Cabe finalmente destacar la dimensión teatral, o mejor dicho performática de esta obra, pues en ella la artista actúa su mudanza. Esta performatividad la retomará en varias ocasiones, por ejemplo en Futuro imperfecto: percepciones limitadas de tiempos paralelos, donde el tema del tiempo es fundamental y ha sido alegóricamente recreado. Como en un episodio y un paisaje oníricos, una mujer sobre zancos y un hombre, insolados, aislados una de otro, comparten un descampado árido y deshabitado. Se trata de las ruinas de Rumicucho, en la Mitad del Mundo: mirador, fortín, sitio ritual precolombino (topografía que la artista ya había visitado en la provocadora foto de su amigo William y la anciana indígena). Desde esta oportuna locación, desde este recinto sagrado la artista empieza a significar su idea de tiempos paralelos, es decir: la conflictiva “heterogeneidad multitemporal”, que según García Canclini definiría la modernidad latinoamericana. Esta es la particular manera en que Sara recrea el futuro imperfecto, ese tiempo absoluto que expresa una acción venidera, una acción en continua producción.
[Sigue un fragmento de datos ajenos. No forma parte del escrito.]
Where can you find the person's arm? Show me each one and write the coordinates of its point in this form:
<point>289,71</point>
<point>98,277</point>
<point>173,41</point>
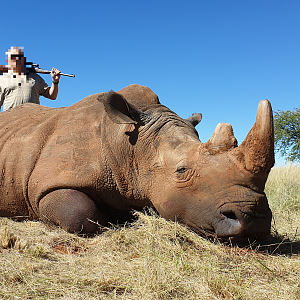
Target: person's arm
<point>52,92</point>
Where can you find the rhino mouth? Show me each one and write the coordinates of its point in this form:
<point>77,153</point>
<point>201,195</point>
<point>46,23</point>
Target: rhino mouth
<point>235,224</point>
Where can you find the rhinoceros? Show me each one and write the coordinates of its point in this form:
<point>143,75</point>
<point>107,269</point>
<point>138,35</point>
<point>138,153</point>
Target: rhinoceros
<point>119,151</point>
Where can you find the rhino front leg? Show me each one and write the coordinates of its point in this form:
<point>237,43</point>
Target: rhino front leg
<point>72,210</point>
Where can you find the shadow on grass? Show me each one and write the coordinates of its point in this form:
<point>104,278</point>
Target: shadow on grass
<point>275,244</point>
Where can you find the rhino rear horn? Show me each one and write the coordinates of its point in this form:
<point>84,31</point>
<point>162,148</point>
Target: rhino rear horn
<point>256,152</point>
<point>120,111</point>
<point>195,119</point>
<point>222,139</point>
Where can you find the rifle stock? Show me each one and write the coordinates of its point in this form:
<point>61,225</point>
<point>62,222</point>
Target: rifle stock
<point>34,68</point>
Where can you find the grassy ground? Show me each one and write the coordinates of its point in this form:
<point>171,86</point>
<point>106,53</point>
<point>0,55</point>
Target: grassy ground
<point>155,259</point>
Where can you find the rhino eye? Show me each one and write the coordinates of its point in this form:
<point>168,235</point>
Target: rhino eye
<point>181,170</point>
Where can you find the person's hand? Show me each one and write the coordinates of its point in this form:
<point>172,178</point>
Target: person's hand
<point>55,74</point>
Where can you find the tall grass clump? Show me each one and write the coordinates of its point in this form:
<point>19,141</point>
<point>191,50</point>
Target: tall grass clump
<point>283,192</point>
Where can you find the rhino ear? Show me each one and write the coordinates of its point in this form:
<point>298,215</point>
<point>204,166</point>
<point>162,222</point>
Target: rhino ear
<point>120,111</point>
<point>195,119</point>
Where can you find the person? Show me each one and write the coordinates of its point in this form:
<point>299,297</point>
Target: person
<point>17,86</point>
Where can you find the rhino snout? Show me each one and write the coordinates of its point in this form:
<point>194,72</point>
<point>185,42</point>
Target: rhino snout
<point>234,224</point>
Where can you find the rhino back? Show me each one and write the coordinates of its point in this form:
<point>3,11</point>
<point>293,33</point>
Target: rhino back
<point>23,133</point>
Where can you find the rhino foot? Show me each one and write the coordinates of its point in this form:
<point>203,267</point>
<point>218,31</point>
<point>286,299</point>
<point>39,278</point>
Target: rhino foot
<point>72,210</point>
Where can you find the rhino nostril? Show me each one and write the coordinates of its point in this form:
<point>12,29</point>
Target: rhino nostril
<point>230,215</point>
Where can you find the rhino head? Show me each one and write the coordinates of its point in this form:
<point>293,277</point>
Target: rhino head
<point>215,188</point>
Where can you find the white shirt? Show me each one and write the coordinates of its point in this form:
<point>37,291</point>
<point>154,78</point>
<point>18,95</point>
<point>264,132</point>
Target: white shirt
<point>19,89</point>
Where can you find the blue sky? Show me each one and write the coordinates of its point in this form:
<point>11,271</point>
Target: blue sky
<point>216,57</point>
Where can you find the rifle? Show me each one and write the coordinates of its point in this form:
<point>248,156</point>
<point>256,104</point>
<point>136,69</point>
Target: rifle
<point>32,68</point>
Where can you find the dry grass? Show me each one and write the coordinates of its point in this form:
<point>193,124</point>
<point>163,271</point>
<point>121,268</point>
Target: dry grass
<point>154,258</point>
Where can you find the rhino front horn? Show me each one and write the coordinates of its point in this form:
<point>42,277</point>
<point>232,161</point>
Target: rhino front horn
<point>257,150</point>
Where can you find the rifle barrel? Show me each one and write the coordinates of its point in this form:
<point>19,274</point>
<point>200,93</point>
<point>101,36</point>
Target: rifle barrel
<point>38,70</point>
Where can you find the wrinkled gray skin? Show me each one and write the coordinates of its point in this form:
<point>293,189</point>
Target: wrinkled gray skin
<point>122,151</point>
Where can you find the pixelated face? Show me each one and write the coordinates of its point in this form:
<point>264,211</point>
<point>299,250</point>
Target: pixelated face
<point>16,59</point>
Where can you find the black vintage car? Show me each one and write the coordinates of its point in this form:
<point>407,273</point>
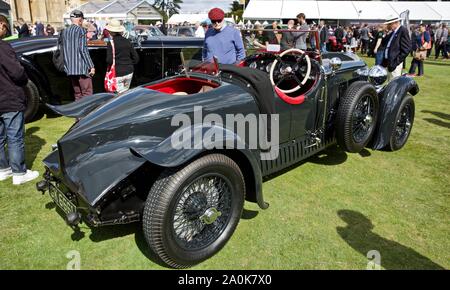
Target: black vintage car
<point>159,55</point>
<point>122,163</point>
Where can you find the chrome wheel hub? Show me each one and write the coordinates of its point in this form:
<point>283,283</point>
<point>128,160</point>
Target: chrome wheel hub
<point>210,216</point>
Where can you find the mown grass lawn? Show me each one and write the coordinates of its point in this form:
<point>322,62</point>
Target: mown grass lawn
<point>327,213</point>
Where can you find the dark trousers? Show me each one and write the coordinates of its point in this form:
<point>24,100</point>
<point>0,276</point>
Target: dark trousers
<point>414,64</point>
<point>12,132</point>
<point>364,45</point>
<point>82,86</point>
<point>439,48</point>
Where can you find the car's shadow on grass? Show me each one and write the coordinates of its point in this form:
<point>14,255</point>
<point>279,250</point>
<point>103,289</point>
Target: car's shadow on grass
<point>358,233</point>
<point>439,122</point>
<point>33,145</point>
<point>111,232</point>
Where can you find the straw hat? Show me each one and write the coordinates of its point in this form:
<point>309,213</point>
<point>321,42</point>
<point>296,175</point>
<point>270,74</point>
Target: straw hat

En Evidente-invisible, su más reciente trabajo, vuelve a emplear los procedimientos técnicos de La maleta y su característico esquema cromático con la intención de poner al descubierto, de hacer evidente lo que se quiere invisible: el tráfico de personas. Pero, en vez de seres humanos, lo que las radiografías revelan es una procesión de muñecos (los fetiches mayores de Sara) o la silueta de Micky Mouse, risueño tropo visual que le permite un distanciamiento irónico de un tema complejo y delicado, redundando en su eficacia comunicativa al despojarlo de cualquier patetismo o sentimentalismo.

Entre estas obras, sucintamente descritas y comentadas, Sara ha realizado varios ejercicios de transición, vale decir de estilo, ya sea documentando ciertos aspectos folklóricos y pintorescos de nuestra tradición cristiana y pagana, de la religiosidad popular (aquellos corazones-vulvas tachonados de exvotos, o los disímiles desfiles de Semana Santa en Quito y Alangasí, con sus atormentados nazarenos infantes, o con sus rijosos diablillos respectivamente); hurgando en otras manifestaciones más o menos ocultadas de la vida contemporánea –pues sacar a la luz lo escondido, correr el velo de lo invisible, es una de sus operaciones estéticas predilectas, como el retrato de los Transexuales en Trans-Machala; arreglando esos paisajes cuasi futuristas de Ángelus, o bien o suscitando el resplandor del deseo, la descarga erótica, en aquella serie de desnudos donde la interacción de las muchachas semeja la celebración de un ritual dionisíaco. Expresiones, varias de ellas, de lo que con humor Sara llama “un kitsch controlado”.

Desde la sofisticación mediática al documento casual, de la elaboración conceptual al regodeo en lo pop y kitsch, Sara Roitman ha hecho de la fotografía un ejercicio de creación y libertad –por encima y por debajo de las prescripciones académicas y del mercado; un largo diálogo con sus demonios y fantasmas, ajustando algunas veces –distraída o propositivamente cuentas con su pasado, pero sobre todo mirando el presente con la generosa y alegre atención con las que observa y trata los seres y las cosas, para que nada se le vuelva a perder, para que lo mirado y lo vivido sean parte de un futuro menos imperfecto.

Cristóbal Zapata

Cuenca, agosto 24, 2009.


[1] Abigail Solomon-Godeau, “La fotografía tras la fotografía artística”, en Arte después de la modernidad, Marcia Tucker ed., Madrid, Akal, 2001, pp.80-81.

[2] Jacques Aumont, La imagen, Barcelona, Paidós, 1992, p. 167.